Scaling up Dynamic Time Warping for Datamining Applications

2000 | Eamonn J. Keogh, Michael J. Pazzani
This paper addresses the challenge of comparing time series data, which is a common task in data mining applications. Traditional methods, such as Euclidean distance, can be highly sensitive to small distortions in the time axis, leading to inaccurate similarity measurements. Dynamic Time Warping (DTW) is proposed as a more robust alternative, but it is computationally expensive. The authors introduce Piecewise Dynamic Time Warping (PDWTW), which operates on a higher-level abstraction of the data using Piecewise Aggregate Approximation (PAA). This approach significantly reduces the computational complexity of DTW by one to two orders of magnitude while maintaining or improving accuracy. The paper includes a detailed review of DTW, the introduction of PAA and PDWTW, experimental results on real-world datasets, and a discussion of related work. The experiments demonstrate that PDWTW outperforms both DTW and Euclidean distance in terms of speed and accuracy, making it a promising technique for large-scale time series analysis.This paper addresses the challenge of comparing time series data, which is a common task in data mining applications. Traditional methods, such as Euclidean distance, can be highly sensitive to small distortions in the time axis, leading to inaccurate similarity measurements. Dynamic Time Warping (DTW) is proposed as a more robust alternative, but it is computationally expensive. The authors introduce Piecewise Dynamic Time Warping (PDWTW), which operates on a higher-level abstraction of the data using Piecewise Aggregate Approximation (PAA).

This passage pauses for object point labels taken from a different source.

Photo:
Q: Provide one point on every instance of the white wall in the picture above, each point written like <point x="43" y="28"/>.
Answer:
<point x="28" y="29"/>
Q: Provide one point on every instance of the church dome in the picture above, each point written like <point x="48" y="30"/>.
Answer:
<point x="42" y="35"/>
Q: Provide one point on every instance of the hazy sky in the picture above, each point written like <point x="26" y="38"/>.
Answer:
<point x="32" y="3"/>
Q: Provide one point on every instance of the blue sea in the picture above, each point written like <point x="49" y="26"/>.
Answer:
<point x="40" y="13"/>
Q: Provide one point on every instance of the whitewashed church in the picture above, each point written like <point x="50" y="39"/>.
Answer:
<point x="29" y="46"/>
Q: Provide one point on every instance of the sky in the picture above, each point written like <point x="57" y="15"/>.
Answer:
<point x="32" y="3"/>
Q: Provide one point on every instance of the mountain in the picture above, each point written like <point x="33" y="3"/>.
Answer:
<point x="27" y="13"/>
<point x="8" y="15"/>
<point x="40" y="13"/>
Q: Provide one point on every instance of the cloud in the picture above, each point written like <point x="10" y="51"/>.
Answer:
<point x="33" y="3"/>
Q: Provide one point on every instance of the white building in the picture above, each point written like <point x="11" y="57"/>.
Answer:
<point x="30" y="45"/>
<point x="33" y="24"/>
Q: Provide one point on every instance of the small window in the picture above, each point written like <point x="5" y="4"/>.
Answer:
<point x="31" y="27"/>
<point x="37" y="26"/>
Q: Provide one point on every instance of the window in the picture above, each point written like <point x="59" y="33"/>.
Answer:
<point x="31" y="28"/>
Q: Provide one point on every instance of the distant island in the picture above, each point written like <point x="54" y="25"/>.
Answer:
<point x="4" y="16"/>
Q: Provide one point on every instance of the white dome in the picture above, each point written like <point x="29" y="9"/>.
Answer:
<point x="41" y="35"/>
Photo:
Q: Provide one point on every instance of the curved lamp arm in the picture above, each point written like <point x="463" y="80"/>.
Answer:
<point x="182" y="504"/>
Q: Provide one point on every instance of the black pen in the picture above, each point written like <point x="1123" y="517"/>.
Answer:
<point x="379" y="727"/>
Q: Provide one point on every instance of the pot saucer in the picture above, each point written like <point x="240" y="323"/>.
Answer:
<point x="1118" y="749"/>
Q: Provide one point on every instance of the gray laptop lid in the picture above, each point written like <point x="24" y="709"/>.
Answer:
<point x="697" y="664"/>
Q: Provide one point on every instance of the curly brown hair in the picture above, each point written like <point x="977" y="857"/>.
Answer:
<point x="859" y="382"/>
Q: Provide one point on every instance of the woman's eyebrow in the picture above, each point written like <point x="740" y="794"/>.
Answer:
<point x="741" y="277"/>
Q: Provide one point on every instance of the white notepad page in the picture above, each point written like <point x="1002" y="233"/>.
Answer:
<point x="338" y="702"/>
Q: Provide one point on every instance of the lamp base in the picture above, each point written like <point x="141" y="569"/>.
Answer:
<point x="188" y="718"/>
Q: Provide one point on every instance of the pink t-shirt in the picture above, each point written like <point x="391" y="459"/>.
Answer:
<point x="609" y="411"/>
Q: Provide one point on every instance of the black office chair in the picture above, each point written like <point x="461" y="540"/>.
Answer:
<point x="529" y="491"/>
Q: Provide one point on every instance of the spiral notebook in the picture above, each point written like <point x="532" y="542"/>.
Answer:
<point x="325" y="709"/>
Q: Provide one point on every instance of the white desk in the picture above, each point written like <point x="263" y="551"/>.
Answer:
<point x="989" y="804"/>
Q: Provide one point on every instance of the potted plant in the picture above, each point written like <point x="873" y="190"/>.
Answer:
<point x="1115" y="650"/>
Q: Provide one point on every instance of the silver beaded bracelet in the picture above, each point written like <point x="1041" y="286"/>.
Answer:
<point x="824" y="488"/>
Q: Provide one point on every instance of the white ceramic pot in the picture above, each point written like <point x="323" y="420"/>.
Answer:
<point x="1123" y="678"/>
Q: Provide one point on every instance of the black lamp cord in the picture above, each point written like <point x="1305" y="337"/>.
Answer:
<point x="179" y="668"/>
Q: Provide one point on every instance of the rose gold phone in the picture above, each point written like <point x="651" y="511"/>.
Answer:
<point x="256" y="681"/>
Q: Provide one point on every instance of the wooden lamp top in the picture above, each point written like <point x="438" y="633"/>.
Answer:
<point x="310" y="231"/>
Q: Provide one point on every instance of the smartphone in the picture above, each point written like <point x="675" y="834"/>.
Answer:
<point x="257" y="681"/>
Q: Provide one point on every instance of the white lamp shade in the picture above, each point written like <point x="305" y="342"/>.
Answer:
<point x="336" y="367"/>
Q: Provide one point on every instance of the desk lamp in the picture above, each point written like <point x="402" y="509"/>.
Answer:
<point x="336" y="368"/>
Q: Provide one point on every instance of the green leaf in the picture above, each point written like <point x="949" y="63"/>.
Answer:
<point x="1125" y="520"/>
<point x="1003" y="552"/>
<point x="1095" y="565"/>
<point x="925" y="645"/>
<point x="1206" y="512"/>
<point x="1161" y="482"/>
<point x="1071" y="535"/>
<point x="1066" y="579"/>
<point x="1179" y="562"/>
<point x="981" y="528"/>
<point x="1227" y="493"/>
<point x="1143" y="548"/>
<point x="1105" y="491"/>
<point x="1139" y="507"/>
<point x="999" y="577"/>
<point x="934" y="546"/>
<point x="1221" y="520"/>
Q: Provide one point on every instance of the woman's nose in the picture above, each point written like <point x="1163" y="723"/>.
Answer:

This approach significantly reduces the computational complexity of DTW by one to two orders of magnitude while maintaining or improving accuracy. The paper includes a detailed review of DTW, the introduction of PAA and PDWTW, experimental results on real-world datasets, and a discussion of related work. The experiments demonstrate that PDWTW outperforms both DTW and Euclidean distance in terms of speed and accuracy, making it a promising technique for large-scale time series analysis.